Once you have completed the apples data, repeat the steps for the oranges and limes images.

Once you have finished labelling the data you should have 150 images that each have around 15 pieces of fruit labelled, and a data split of 80/20.

Create Impulse

Now it is time to create our Impulse. Head over to the Impulse Design tab and click on the Create Impulse tab. Here you should set the Image Width and Image Height to 512. Next add an Image block in the Processing Blocks section, then select Yolov5 in the Learning Blocks section, and finally click Save Impulse.

Parameters & Features

Next click on the Images tab and click on Save Parameters, you will redirected to the features page. Once on the features page click Generate Features. You should see that your features are nicely grouped, this is what we are looking for to achieve satisfactory results.

Training

Now it is time to train our model, head over to the Yolov5 tab, leave all the settings as they are aside from training cycles which I set to 750, then click Start Training. This while take a while so grab a coffee.

Once training is finished we see we achieved an exceptional F1 Score of 97.2%.

Testing

Now it is time to test our model. There are a few ways we can test through Edge Impulse Studio before carrying out the ultimate test, on-device testing.

Platform Testing

Platform testing went very well, and our model achieved 99.24% on the Test (unseen) data.

Platform Live Testing

To carry out live testing through the Edge Impulse Studio, connect to your Jetson Nano and enter the following command:

edge-impulse-linux

Once your device is connected to the platform you can then access the camera and do some real-time testing via the platform.

In my case live testing through Edge Impulse Studio also did very well, classifying each fruit correctly.

On-Device Testing

The final test is the on-device testing. For this we need to download the model and build it on our Jetson Nano. Luckily, Edge Impulse makes this a very easy task. If you are still connected to the platform disconnect, and then enter the following command:

edge-impulse-linux-runner

This will download the model, build and then start classifying, ready for you to introduce some fruit.

In my case the model performed extremely well, easily classifying each fruit correctly.

Conclusion

In this project, we utilized NVIDIA's state-of-the-art technology to generate a fully synthetic fruit dataset. The dataset was imported into Edge Impulse Studio, where we developed a highly accurate object detection model. Finally, we deployed the model to our NVIDIA Jetson Nano.

The outcomes clearly demonstrate the effectiveness of NVIDIA's Replicator as a robust tool for domain randomization and the creation of synthetic datasets. This approach significantly accelerates the data collection process and facilitates the development of synthetic datasets that generalize well to real-world data.

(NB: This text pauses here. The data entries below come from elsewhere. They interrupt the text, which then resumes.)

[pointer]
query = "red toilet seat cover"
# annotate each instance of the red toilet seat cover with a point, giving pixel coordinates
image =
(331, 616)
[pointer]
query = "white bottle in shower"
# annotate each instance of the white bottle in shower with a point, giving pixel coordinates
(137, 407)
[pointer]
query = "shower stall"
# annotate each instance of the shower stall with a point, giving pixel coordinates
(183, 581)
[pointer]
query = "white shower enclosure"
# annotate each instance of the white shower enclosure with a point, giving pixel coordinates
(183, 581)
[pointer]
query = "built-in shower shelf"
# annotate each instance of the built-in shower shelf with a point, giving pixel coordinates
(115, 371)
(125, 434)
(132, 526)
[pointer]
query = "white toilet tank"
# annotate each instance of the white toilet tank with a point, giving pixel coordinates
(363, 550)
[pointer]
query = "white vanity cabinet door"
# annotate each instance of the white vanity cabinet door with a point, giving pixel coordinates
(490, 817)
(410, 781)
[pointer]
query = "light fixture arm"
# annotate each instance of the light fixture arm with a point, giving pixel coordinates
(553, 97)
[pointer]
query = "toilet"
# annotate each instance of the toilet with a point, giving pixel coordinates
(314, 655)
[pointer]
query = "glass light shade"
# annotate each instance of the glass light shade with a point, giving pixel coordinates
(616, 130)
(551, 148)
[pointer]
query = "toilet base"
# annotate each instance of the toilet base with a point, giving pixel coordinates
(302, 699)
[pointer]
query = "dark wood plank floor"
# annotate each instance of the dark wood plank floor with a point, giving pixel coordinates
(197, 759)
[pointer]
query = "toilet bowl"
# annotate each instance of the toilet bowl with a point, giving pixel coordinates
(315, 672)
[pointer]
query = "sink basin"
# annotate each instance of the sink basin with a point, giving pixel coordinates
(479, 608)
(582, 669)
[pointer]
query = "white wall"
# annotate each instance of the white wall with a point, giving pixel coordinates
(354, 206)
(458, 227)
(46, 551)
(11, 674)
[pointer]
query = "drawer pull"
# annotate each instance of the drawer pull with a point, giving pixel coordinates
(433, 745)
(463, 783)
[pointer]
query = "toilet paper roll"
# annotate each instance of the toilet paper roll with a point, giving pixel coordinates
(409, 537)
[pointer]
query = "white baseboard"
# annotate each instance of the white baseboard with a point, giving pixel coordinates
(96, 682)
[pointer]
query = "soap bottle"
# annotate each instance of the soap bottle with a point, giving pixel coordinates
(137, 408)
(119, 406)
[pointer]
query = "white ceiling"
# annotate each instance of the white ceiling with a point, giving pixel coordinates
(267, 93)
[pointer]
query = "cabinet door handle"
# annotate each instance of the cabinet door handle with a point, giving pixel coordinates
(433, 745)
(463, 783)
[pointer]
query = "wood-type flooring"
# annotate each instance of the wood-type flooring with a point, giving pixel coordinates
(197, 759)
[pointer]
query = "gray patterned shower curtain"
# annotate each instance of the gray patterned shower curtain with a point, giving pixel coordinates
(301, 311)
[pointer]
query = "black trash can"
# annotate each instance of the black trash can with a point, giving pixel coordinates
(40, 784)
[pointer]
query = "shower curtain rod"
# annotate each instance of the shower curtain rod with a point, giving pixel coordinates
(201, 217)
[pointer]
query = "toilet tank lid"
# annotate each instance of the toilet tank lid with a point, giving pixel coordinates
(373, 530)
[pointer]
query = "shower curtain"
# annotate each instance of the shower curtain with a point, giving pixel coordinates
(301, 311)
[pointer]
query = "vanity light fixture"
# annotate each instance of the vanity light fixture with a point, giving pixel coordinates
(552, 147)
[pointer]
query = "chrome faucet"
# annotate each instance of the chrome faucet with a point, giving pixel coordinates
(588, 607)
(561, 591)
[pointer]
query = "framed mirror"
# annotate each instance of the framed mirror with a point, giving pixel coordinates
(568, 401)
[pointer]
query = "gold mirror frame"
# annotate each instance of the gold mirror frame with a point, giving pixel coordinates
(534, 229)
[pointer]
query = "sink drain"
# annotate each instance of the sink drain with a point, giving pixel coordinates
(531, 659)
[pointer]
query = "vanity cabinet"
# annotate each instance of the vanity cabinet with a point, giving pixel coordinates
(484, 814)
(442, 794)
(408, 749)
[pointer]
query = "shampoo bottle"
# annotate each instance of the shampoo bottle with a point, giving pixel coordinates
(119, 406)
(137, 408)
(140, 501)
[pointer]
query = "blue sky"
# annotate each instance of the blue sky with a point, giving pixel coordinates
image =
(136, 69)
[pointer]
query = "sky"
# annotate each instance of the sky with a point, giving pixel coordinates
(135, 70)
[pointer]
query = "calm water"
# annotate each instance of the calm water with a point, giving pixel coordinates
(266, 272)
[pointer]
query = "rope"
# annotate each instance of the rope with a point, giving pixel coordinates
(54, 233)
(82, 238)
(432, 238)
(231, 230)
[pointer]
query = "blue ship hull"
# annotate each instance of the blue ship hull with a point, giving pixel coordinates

By combining Replicator with Edge Impulse Studio, we have harnessed a cutting-edge solution that empowers us to rapidly and efficiently build reliable object detection solutions. This powerful combination holds immense potential for addressing various challenges across different domains.

Once again, a big thank you to NVIDIA for their support in this project. It has been an amazing experience learning about how to use Omniverse in an Edge Impulse pipeline, keep an eye out for future projects.